Sie wollten angeblich nur feiern an diesem Samstagabend vor eineinhalb Wochen. 43 Menschen waren in die Kleingartenanlage in Neuruppin (Ostprignitz-Ruppin) gekommen. Doch Beamte des Staatsschutzes entdeckten unter ihnen mindestens zehn bekannte Rechtsextremisten. Bereits im November hatte die Polizei ein ähnliches Treffen in dem Garten beendet. Wegen des Verdachts auf verbotene Musik und verfassungsfeindliche Symbole forderten die Beamten auch nun wieder weitere Einsatzkräfte an. Mit einem Großaufgebot wurde das Treffen aufgelöst. Tags darauf aber meldeten sogenannte „Nationale Laubenpieper“ als Reaktion auf den Einsatz für den 14. April einen Protestaufmarsch durch Neuruppin gegen das Vorgehen der Sicherheitsbehörden gegen „nationale Jugendliche“ an.

Für Brandenburgs Polizei sind die fünf Neonazi-Aufmärsche eine Belastungsprobe. Polizeipräsident Arne Feuring sprach von einer erheblichen Belastung für die Sicherheitsbehörden. Am kommenden Samstag wollen Kameradschaften und NPD für einen deutschen EU-Austritt demonstrieren. „Grenzen dicht“, lautet das Motto des Aufmarsches unmittelbar an der Grenze zu Polen. Die „Frontstadt“ Frankfurt (Oder) müsse vor „schädlichen Elementen“ geschützt werden, heißt es in dem Aufruf. Als Redner ist NPD-Vizechef Udo Pastörs angekündigt. Bereits am Wochenende darauf ist ein Aufmarsch in Brandenburg/Havel geplant. Am 14. April folgt die neu angemeldete Demonstration in Neuruppin. Für den 1. Mai ist ein Aufmarsch der Freien Kräfte in Wittstock angemeldet, in Cottbus am 12. Mai.

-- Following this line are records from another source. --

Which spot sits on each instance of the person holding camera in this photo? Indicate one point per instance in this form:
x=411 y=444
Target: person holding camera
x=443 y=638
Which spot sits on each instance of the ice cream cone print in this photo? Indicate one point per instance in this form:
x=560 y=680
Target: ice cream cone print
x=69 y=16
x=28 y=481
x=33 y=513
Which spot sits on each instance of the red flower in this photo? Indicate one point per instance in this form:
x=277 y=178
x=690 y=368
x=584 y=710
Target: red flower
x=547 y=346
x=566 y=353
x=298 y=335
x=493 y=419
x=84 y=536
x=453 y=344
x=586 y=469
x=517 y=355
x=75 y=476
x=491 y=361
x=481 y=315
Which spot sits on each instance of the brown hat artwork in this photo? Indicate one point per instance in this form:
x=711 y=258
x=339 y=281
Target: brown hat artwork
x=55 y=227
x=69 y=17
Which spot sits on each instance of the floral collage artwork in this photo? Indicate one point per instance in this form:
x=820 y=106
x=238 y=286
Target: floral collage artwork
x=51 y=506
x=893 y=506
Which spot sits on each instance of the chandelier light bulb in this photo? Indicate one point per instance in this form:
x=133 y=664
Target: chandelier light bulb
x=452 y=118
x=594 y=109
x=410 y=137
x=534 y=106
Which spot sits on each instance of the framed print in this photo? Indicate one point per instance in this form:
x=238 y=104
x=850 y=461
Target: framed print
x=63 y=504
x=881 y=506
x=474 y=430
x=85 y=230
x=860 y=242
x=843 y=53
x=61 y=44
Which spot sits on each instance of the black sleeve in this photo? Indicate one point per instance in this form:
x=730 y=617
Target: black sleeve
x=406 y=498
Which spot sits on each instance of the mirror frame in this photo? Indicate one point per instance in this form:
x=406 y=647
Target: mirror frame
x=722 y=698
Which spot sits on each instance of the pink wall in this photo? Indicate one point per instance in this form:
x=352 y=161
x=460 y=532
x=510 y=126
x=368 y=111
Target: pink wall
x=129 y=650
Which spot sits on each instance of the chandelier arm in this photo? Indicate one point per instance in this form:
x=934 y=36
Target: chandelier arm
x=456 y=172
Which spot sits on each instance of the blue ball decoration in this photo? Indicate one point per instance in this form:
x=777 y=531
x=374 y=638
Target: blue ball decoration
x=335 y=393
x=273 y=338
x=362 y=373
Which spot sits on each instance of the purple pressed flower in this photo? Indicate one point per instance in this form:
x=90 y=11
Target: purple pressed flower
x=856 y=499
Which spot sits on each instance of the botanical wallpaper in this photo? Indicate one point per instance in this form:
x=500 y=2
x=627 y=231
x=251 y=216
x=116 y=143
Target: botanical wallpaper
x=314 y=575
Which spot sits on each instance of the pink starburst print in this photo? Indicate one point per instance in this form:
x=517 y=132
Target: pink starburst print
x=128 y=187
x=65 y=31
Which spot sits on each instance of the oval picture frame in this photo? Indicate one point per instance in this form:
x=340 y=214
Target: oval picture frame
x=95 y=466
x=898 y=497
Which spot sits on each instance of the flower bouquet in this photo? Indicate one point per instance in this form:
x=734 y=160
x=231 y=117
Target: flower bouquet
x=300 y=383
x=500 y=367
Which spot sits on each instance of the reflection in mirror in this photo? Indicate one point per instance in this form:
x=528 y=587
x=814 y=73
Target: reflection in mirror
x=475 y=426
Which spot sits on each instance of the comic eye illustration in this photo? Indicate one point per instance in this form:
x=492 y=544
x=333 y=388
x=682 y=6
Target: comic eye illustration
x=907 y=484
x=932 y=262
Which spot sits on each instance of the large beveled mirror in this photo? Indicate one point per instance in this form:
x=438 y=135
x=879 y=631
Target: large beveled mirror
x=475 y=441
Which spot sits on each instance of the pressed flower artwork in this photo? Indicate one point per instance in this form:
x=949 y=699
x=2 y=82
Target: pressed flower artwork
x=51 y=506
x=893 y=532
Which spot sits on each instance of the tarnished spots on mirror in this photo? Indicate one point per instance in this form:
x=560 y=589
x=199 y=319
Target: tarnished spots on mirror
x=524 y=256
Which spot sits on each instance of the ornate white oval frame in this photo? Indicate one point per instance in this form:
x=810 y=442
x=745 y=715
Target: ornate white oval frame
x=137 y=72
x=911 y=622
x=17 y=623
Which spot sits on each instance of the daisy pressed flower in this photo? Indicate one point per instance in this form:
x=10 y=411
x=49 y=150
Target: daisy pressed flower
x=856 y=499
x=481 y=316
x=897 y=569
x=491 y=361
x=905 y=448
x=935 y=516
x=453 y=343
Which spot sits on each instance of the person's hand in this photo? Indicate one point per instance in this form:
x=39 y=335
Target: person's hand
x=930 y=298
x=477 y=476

Vor Ort haben mehrere Bündnisse und Kommunalpolitiker vielfältige Proteste gegen die Neonazis angekündigt – darunter auch Blockaden. Polizeipräsident Feuring, aber auch Innenminister Dietmar Woidke (SPD) wollen ein Desaster wie in Neuruppin im vergangenen September auf jeden Fall vermeiden. Dort hatte die Polizei hart durchgegriffen und eine Blockade von Gegendemonstranten geräumt. Im Anschluss kesselte die Polizei rund 300 Teilnehmer bis zu fünf Stunden lang ein, um deren Personalien aufzunehmen. Die Staatsanwaltschaft Neuruppin ermittelt gegen sie wegen des Verstoßes gegen das Versammlungsgesetz und Nötigung. Polizei und Innenministerium mussten für den umstrittenen Einsatz heftige Kritik einstecken, zumal die Polizei bei früheren Blockaden, wenn stets auch Mitglieder der Landesregierung wie in Halbe dabei waren, nicht eingeschritten war.

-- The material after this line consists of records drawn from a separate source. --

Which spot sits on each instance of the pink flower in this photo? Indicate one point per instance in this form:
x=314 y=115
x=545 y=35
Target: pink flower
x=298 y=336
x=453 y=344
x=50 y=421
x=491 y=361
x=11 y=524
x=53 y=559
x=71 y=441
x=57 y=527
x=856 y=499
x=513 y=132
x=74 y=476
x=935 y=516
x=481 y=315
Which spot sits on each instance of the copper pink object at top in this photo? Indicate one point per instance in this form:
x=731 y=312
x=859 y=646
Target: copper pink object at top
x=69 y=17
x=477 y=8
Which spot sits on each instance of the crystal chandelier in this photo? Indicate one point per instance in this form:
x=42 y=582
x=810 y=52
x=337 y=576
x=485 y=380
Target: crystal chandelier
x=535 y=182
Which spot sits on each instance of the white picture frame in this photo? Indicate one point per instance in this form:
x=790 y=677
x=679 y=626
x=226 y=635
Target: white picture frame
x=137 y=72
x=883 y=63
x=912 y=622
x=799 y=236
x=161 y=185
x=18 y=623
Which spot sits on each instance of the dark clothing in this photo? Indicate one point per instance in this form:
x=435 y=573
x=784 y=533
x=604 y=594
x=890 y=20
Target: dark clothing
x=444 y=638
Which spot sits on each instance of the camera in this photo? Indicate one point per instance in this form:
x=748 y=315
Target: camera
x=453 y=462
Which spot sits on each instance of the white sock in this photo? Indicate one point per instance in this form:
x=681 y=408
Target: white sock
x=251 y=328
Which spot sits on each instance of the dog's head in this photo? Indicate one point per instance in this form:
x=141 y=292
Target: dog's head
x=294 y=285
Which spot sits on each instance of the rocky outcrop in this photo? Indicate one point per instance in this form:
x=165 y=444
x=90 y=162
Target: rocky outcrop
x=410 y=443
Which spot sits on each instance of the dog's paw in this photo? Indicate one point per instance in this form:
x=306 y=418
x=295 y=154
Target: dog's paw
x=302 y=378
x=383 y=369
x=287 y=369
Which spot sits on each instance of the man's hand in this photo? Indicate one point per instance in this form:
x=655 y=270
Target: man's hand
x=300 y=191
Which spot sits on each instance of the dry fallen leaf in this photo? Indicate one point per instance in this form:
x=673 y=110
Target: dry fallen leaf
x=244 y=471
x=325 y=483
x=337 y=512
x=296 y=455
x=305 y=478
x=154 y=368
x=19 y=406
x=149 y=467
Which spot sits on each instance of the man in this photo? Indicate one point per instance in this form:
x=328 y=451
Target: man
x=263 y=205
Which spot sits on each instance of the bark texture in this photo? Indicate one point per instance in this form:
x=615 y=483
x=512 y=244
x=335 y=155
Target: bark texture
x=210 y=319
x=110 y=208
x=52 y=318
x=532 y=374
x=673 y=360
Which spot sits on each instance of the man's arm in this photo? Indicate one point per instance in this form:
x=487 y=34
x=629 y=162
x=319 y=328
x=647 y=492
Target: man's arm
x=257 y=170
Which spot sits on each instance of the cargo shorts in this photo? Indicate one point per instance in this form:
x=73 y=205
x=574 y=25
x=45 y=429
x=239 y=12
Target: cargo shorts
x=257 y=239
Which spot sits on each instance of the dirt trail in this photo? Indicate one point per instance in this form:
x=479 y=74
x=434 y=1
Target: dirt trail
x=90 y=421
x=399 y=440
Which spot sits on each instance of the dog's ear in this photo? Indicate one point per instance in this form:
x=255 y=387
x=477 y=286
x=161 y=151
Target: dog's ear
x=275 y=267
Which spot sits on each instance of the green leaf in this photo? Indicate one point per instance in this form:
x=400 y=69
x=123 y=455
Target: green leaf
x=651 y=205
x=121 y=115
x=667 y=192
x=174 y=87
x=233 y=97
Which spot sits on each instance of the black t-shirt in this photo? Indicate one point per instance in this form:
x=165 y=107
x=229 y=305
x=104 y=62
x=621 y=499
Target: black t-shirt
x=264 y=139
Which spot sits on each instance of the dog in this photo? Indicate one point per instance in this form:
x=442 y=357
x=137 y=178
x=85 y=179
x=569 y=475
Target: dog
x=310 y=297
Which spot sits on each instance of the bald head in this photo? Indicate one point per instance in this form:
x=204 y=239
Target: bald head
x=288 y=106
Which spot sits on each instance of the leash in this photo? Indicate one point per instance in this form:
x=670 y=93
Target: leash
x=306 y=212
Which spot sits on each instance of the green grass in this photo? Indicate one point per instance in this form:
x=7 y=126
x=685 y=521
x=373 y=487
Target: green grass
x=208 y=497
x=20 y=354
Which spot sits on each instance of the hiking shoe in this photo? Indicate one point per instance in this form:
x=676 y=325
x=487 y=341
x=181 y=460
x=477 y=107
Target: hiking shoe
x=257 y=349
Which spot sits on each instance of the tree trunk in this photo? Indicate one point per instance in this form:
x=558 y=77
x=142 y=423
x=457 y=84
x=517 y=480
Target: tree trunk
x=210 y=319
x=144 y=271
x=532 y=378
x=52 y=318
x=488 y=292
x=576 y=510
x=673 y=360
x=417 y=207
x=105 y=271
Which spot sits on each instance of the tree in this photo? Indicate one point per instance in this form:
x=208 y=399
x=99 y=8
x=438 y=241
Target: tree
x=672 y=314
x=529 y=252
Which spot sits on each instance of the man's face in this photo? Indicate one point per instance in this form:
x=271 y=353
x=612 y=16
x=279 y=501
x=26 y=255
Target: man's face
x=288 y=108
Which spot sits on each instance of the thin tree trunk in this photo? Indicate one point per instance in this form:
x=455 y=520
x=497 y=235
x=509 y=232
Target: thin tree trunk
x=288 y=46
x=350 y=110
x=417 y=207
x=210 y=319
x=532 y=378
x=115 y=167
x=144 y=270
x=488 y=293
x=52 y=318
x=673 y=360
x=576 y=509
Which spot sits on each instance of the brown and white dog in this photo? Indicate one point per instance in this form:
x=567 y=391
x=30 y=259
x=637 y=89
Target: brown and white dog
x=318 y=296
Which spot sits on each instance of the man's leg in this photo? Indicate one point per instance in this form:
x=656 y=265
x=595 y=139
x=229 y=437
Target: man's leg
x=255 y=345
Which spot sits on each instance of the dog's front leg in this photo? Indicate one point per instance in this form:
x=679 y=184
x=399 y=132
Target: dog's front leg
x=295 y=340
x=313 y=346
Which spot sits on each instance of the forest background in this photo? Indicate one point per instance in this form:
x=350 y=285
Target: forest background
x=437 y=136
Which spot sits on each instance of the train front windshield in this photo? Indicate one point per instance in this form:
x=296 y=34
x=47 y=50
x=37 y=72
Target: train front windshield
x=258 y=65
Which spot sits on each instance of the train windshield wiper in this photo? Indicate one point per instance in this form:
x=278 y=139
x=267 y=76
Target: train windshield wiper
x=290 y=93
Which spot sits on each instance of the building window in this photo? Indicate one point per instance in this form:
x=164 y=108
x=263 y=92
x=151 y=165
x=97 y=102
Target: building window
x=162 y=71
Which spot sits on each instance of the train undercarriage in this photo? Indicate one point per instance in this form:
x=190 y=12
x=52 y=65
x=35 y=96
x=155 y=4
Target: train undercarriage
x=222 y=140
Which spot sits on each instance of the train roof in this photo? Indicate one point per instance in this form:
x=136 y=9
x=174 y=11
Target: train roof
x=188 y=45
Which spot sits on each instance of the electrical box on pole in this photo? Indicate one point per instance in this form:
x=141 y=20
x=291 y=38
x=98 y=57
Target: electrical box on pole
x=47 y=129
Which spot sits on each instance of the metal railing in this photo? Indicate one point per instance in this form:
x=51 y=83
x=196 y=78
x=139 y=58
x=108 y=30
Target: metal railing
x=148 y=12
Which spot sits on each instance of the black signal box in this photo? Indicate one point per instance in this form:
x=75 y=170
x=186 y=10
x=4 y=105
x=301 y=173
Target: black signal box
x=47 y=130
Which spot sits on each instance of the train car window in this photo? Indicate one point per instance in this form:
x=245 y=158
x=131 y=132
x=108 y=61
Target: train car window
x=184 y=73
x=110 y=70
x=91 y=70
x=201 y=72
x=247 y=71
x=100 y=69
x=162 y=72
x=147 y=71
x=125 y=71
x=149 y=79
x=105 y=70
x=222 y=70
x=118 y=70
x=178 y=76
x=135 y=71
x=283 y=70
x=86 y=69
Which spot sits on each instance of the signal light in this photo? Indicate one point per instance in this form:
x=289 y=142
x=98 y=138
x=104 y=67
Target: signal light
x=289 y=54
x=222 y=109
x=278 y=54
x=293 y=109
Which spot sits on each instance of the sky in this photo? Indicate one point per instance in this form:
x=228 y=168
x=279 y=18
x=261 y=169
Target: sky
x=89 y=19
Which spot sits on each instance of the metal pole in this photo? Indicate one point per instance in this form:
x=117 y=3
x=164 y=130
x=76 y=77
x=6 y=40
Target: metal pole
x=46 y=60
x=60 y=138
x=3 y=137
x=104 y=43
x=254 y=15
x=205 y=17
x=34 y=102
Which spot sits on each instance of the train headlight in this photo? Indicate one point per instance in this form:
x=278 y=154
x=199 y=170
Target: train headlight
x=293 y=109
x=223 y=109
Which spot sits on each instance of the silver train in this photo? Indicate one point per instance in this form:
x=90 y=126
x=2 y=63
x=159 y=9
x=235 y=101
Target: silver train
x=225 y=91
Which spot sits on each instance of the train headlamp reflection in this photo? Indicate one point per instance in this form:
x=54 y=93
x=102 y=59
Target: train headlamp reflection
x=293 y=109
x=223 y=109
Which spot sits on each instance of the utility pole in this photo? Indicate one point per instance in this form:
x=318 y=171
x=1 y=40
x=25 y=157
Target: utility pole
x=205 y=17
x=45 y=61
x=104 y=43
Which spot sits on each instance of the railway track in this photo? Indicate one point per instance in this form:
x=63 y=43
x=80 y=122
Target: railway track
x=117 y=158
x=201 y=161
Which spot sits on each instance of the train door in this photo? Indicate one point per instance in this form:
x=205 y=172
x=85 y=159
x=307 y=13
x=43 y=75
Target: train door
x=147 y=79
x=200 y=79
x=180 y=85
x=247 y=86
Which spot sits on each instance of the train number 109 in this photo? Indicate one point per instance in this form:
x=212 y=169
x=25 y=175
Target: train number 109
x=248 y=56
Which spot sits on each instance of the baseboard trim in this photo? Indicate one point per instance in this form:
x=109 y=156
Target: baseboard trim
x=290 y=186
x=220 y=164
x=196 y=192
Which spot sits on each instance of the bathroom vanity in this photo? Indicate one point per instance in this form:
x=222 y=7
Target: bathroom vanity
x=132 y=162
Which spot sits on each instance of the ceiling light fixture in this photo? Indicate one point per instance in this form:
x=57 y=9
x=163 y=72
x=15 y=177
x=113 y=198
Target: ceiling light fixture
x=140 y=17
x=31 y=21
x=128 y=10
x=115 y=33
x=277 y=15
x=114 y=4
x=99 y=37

Innenminister Dietmar Woidke (SPD) verteidigte den Einsatz in Neuruppin zwar als „rechtmäßig und geboten“, räumte zugleich aber Mängel bei Kommunikation, Logistik, der langen Dauer der Identitätsfeststellung und der Versorgung der Teilnehmer ein. Polizeipräsident Feuring hatte von einer „Chaosphase“ bei dem Einsatz, „erheblichen Kommunikationsschwierigkeiten“ und taktischen Fehlern gesprochen.

Feuring setzt nun auf eine bessere Zusammenarbeit zwischen Polizei und Neonazi-Gegnern. „Das Stichwort ist Kommunikation vorher und währenddessen. Es geht um vernünftige Kooperationsgespräche, um klar zu informieren.“ In Cottbus habe sich dies bei einem NPD-Aufmarsch bereits bewährt. Dort gab es gleich sechs Blockaden, jedes Mal lösten die Demonstranten diese nach drei Aufforderungen der Polizei auf. Das Ergebnis: Der Neonazi-Aufzug kam mehrmals ins Stocken.

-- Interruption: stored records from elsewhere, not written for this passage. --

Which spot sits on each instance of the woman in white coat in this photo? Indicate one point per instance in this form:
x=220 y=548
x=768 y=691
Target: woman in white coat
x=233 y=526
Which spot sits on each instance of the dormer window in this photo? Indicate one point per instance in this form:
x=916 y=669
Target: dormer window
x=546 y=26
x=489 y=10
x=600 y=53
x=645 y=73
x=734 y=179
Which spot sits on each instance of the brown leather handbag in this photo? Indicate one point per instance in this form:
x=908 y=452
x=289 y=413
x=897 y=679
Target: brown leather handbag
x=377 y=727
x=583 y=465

Auch Brandenburgs Aktionsbündnis gegen Rechtsextremismus will Lehren aus der Neuruppiner Räumung ziehen. Eine Arbeitsgruppe erarbeitet Vorschläge für Bündnisse und Bürger, wie sie gegen Neonazis protestieren können – auch mit Blockaden. Vor Ort herrsche Beratungsbedarf, hieß es. Eine neue Internetseite fasst Ratschläge zum Verhalten bei Demonstrationen zusammen, dokumentiert rechte Aufmärsche und bietet eine Debatte über das Reizthema Blockaden.